Christopher A. Lawrence is a professional historian and military analyst. He is the Executive Director and President of The Dupuy Institute, an organization dedicated to scholarly research and objective analysis of historical data related to armed conflict and the resolution of armed conflict. The Dupuy Institute provides independent, historically-based analyses of lessons learned from modern military experience.

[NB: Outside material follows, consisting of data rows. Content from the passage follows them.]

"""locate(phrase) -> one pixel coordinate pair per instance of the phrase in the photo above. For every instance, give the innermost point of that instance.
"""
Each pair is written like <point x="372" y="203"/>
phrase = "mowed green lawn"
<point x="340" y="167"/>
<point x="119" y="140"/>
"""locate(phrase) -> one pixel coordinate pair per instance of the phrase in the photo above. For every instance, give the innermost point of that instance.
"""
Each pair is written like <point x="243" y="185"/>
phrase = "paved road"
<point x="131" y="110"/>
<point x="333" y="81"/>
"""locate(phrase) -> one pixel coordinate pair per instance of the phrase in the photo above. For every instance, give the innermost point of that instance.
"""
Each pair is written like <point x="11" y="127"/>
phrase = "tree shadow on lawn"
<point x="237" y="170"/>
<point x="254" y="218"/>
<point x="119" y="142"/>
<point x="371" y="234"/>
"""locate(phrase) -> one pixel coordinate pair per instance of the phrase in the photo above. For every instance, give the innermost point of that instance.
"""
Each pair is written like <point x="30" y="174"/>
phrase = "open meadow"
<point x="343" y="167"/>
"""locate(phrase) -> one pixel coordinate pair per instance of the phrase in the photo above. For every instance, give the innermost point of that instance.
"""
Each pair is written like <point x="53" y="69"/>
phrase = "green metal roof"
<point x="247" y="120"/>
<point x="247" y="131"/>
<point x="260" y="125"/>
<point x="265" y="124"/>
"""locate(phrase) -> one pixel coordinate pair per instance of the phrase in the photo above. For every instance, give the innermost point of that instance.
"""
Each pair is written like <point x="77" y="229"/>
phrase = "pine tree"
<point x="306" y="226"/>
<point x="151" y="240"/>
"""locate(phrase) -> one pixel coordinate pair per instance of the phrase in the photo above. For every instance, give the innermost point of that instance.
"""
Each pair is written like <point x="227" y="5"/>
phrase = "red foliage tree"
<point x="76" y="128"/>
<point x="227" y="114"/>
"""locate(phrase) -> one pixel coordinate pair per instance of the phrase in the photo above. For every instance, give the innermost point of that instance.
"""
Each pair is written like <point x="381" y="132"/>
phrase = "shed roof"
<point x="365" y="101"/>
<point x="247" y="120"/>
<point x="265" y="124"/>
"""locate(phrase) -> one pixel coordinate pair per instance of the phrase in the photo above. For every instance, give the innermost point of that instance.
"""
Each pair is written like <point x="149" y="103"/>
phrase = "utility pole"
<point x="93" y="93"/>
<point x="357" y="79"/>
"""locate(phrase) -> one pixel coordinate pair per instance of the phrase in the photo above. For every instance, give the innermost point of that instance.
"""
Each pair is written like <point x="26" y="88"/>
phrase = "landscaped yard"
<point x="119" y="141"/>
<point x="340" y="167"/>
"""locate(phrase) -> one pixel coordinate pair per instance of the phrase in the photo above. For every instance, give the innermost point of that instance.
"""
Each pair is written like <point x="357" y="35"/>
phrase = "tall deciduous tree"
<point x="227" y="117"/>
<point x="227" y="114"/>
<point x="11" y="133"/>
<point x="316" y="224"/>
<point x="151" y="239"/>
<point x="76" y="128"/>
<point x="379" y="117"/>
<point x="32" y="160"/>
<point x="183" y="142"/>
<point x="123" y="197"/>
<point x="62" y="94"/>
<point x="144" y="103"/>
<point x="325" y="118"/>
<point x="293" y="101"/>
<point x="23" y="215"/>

Mr. Lawrence was the program manager for the Ardennes Campaign Simulation Data Base, the Kursk Data Base, the Modern Insurgency Spread Sheets and for a number of other smaller combat data bases. He has participated in casualty estimation studies (including estimates for Bosnia and Iraq) and studies of air campaign modeling, enemy prisoner of war capture rates, medium weight armor, urban warfare, situational awareness, counterinsurgency and other subjects for the U.S. Army, the Defense Department, the Joint Staff and the U.S. Air Force. He has also directed a number of studies related to the military impact of banning antipersonnel mines for the Joint Staff, Los Alamos National Laboratories and the Vietnam Veterans of American Foundation.

His published works include papers and monographs for the Congressional Office of Technology Assessment and the Vietnam Veterans of American Foundation, in addition to over 40 articles written for limited-distribution newsletters and over 60 analytical reports prepared for the Defense Department. He is the author of Kursk: The Battle of Prokhorovka (Aberdeen Books, Sheridan, CO., 2015), America’s Modern Wars: Understanding Iraq, Afghanistan and Vietnam (Casemate Publishers, Philadelphia & Oxford, 2015), War by Numbers: Understanding Conventional Combat (Potomac Books, Lincoln, NE., 2017) and The Battle of Prokhorovka (Stackpole Books, Guilford, CT., 2019)

Mr. Lawrence lives in northern Virginia, near Washington, D.C., with his wife and son.